The kill switch works via the well-known mazEF toxin-antitoxin (TA) system activated by the carbohydrate response element binding protein (CHREBP) glucose sensing system. We used a glucose sensing system from the 2019 NUDT China iGEM team. The mazEF toxin-antitoxin system is comprized of the toxin gene MazE and its antitoxin MazF. The antitoxin works by forming a complex with the toxin that deactivates it. mazF inhibits translation thus halting protein production in the cell[https://doi.org/10.1242/jcs.02619]. As the kill switch is supposed to activate in the deficit of glucose, the expression of mazE upwards regulated by the glucose sesnsing system in the abundance of glucose. As is generally the case in TA systems [https://doi.org/10.4161%2Fmge.26219], The antitoxin is degraded quickly by the clPAP protease if it’s production ceases. The expression of the toxin, MazF is by a constitutional promoter selected of such strength as to have the expression of the toxin between the expected high and low level of the antitoxin corresponding to glucose levels.

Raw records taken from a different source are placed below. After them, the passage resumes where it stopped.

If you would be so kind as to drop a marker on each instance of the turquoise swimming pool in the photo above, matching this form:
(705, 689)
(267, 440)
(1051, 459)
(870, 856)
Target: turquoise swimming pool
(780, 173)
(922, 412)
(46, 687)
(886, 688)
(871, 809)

CHREBP is a transcriptional factor of the glucose sensing system. It is de-phosphorylated from CHREBP P by Protein phosphatase 2 (PP2ase) and then binds to the hybrid promoter controlling the expression of the mazE protein. The expression of PP2A is affected positively glucose, mediated by a circuit consisting of Glucose-6-Phosphate (G6P), 6-Phosphate-Gluconolactone (6PGL), 6-Phosphoglucanoate (6PGLc), Ribulose-5-Phosphate (R5P), Xylulose-5-Phosphate (X5P). The kinetic parameters for the model are from [https://doi.org/10.1007/BF00928908].

Method


The MATLAB add-on SimBiology was used to create the kinetic model, and SimBiology Analyzer was used to simulate it. These applications offer tools for automatic ODEs-based modeling, simulation, and analysis of kinetic systems. The ODEs that correspond to the chemical processes mentioned below can be used to characterize the kinetics of our system.





Simulations


We have assumed a 1000-fold difference in glucose levels in the stomach and dis- tal digestive tract, following data from [https://doi.org/10.1152/ajpgi.1990.259.5.g822]. As seen in figure 2, the antitoxin mazE is greater in concentration than the toxin mazF in high glucose conditions. This corresponds to the cell continuing to be alive. From figure 4, illustrating the low glucose condition, we can see that the concentration of mazF is greater than mazE, corresponding to cell death.






Future Directions


One of the greatest hurdles of engineered therapeutic mechanisms is integrating an efficient solution into a living organism in all its complexity, with minimal loss of product function. In our approach to resolving homocystinuria, it is to be noted that the approach is not to maximize the production of the required enzymes but to keep it, and other metabolites at optimum levels. Achieving this level of finesse in modulating enzyme activity while minimizing perturbations to other integral systems is a direct application of our prediction and optimization tools. Using an array of RBS sequences characterized by expression levels and the predictor-optimizer tool, we are able to easily add additional features like kill switches, whose core toxin-antitoxin system requires fine control over expression activity.